Briseis’ unusual position enables her to restore connections between captives who are now imprisoned in different compounds by different kings. As in The Silence of the Girls, her chief role in The Women of Troy is that of a recorder of the defeated women’s experiences. As before, Barker makes frequent use of a gritty northern dialect (“old git”; “a right little bruiser”) to inject contemporary feeling into conversations between Briseis and Hecuba. Spoken among the enslaved women being held in the Greek camp in The Silence of the Girls, Barker’s deliberately rough language sounds convincing and often surprisingly funny. Coming from King Priam’s indomitable widow, it jars, almost as if the queen of England were to deliver her annual Christmas speech in Cockney. Silence, at moments like this, seems not such a bad idea.

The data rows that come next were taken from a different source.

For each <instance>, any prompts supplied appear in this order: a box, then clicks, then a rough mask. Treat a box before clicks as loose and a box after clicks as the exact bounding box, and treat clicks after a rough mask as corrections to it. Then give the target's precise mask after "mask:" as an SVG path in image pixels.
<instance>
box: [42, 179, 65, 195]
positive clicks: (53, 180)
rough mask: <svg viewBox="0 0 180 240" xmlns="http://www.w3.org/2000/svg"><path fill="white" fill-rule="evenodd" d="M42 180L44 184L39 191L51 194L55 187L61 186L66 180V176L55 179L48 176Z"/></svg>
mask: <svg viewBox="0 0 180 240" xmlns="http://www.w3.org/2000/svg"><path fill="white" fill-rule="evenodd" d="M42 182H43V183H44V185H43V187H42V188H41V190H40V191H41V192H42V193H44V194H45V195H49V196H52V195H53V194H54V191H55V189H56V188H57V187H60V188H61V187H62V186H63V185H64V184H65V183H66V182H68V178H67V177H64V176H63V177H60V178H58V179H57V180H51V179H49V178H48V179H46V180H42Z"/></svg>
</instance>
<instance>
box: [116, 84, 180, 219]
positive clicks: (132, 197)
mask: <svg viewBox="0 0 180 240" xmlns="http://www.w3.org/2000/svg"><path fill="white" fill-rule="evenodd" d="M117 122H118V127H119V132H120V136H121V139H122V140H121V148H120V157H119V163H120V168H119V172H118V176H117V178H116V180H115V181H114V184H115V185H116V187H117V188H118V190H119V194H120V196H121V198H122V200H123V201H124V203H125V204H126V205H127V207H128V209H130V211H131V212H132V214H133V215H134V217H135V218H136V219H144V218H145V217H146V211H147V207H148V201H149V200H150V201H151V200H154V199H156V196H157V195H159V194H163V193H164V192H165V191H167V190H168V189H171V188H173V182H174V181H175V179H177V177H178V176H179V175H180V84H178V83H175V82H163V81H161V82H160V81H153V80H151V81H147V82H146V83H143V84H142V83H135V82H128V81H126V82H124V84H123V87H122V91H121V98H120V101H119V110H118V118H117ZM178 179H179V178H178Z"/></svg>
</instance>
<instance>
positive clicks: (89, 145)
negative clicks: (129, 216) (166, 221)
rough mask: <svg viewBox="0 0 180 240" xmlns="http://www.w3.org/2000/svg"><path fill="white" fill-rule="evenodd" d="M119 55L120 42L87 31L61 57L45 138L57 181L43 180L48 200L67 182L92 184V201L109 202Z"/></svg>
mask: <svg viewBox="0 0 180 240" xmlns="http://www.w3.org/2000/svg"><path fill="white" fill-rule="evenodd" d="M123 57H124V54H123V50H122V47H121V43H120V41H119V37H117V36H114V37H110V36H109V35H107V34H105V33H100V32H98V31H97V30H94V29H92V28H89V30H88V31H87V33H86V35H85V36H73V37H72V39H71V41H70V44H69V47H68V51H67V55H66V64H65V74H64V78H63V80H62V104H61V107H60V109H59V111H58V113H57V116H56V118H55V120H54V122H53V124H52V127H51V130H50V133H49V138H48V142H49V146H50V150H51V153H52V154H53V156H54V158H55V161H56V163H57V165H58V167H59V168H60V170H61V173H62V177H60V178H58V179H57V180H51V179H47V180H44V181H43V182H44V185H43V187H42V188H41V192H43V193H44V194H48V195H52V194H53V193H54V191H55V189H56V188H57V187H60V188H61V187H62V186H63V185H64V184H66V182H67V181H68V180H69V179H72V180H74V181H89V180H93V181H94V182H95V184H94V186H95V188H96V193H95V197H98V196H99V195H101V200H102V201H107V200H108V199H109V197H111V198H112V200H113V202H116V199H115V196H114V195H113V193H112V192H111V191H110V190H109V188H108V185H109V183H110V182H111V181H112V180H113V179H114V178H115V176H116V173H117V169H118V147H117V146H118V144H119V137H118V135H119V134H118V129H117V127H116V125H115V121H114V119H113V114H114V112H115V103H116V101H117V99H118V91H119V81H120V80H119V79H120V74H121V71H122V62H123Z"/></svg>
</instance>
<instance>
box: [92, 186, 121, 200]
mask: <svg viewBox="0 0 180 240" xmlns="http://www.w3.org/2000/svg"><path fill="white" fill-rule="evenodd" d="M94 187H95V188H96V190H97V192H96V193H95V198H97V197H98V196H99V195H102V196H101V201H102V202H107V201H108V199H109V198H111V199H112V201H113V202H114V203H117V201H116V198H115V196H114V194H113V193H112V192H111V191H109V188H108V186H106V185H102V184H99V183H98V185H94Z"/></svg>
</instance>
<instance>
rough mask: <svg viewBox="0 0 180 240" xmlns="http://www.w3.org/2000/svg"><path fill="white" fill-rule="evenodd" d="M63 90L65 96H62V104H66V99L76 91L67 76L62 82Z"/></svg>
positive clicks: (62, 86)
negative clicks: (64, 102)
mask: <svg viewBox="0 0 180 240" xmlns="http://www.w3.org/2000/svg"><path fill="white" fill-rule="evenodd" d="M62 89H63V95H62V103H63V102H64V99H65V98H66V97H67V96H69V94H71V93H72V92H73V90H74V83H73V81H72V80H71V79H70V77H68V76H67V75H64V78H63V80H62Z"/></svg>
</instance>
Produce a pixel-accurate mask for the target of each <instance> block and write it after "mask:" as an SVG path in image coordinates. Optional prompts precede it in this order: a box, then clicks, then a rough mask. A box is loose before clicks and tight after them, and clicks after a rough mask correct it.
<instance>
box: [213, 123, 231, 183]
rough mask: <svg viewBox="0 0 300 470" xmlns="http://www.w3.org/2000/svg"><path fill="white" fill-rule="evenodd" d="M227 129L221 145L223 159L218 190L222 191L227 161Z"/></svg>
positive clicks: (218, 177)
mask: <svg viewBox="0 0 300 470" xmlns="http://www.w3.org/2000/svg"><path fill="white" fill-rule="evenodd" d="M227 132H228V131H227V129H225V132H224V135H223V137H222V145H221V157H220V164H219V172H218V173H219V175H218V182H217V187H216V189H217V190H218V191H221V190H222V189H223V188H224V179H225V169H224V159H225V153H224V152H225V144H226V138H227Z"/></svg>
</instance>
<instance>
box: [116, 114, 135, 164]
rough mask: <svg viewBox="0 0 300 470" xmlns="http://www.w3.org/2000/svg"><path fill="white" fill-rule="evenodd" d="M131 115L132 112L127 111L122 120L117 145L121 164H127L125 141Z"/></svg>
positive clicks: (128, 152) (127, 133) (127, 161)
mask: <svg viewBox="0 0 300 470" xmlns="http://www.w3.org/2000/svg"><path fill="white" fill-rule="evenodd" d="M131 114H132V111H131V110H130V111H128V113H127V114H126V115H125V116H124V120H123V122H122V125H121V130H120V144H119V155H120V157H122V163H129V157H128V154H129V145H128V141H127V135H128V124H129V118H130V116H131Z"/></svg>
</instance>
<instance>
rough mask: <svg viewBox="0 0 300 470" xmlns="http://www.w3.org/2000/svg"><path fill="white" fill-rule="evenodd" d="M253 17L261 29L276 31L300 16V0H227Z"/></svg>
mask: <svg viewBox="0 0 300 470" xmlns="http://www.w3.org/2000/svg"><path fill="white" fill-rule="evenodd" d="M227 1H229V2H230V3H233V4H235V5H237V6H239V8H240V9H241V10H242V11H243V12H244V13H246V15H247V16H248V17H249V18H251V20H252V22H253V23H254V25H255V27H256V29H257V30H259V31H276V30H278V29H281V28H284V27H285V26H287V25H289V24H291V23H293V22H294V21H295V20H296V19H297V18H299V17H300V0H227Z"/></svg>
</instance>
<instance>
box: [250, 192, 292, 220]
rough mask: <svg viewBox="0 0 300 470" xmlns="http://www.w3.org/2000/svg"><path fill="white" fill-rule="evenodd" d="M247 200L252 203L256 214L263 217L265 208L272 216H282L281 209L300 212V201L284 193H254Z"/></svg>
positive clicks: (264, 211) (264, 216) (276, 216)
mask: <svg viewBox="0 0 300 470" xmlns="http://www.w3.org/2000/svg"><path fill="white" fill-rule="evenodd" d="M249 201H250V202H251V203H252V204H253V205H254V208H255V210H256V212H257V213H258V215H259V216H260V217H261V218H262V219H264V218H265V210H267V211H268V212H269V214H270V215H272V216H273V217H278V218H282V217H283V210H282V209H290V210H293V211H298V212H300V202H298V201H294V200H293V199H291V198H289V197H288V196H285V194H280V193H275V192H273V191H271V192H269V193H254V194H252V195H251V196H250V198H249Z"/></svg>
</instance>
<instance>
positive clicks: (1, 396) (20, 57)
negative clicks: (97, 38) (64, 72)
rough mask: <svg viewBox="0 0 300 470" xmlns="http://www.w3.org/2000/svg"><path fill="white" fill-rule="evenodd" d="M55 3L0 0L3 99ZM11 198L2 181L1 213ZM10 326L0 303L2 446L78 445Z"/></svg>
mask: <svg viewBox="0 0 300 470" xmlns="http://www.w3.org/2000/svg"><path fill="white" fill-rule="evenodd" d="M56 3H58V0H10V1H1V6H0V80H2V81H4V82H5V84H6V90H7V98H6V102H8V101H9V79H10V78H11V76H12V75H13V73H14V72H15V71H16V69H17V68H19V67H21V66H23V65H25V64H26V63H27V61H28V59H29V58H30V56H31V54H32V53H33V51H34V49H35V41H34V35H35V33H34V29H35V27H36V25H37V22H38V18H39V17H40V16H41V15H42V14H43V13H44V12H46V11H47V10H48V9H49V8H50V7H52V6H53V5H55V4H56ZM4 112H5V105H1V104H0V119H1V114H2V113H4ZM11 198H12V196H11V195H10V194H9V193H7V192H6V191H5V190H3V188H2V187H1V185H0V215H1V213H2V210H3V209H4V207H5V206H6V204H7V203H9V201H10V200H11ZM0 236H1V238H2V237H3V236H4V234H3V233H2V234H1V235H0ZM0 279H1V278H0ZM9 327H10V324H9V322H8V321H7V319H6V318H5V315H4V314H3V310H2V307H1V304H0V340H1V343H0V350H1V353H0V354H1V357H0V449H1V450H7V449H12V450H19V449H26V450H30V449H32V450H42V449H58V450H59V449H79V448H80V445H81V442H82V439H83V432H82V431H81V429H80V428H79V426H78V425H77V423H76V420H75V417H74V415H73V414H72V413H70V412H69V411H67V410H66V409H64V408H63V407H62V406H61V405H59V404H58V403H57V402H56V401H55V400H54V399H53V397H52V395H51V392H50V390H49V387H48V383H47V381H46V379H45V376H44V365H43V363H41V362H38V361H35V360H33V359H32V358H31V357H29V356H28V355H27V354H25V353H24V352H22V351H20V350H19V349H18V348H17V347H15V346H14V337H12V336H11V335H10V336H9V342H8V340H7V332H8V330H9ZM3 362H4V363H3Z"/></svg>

It’s possible that Barker’s final volume in the series may offer a more rewarding portrayal of Hecuba. In The Women of Troy, Barker is at her best when literary knowledge and imagination operate together, as in episodes like young Pyrrhus’s disquieting nocturnal encounter on the beach with the rotting, flyblown corpse of Priam, the king he ignobly murdered and whose body he refuses to bury. In another striking scene, Barker places Briseis alone in a dark storeroom among an army of ghosts:

I closed my eyes, and gradually—this was a slow process—I felt a presence growing in the darkness behind me. “Presence” is the wrong word, but I don’t know what the right word is. Opening my eyes, I forced myself to lift the lantern high above my head—and cried out with shock. Because there, lined along the far wall, stood Priam, Hector, Patroclus, Achilles…. What I was seeing were suits of armour…fastened to the walls, each piece in its proper place, so that together they formed the shapes of men.

Barker has sometimes described writing as an almost clairvoyant experience, a characterization that undervalues both her formidably precise and detailed research and the strength of her prose. More successfully than in The Silence of the Girls, The Women of Troy evokes the desolation of the Iliad’s setting, the sea “flexing its powerful shoulders for the next attack” as Hecuba totters on the shore, and the “black and broken towers” of Troy jutting up “like the fingers of a half-buried hand pointing accusingly at the sky.” While the novel presently feels as awkwardly incomplete as The Eye in the Door did before she finished that trilogy with her award-winning The Ghost Road, there are lines and scenes in The Women of Troy that suggest Pat Barker is in the process of writing the Greek trilogy by which she always intended to crown a remarkable career.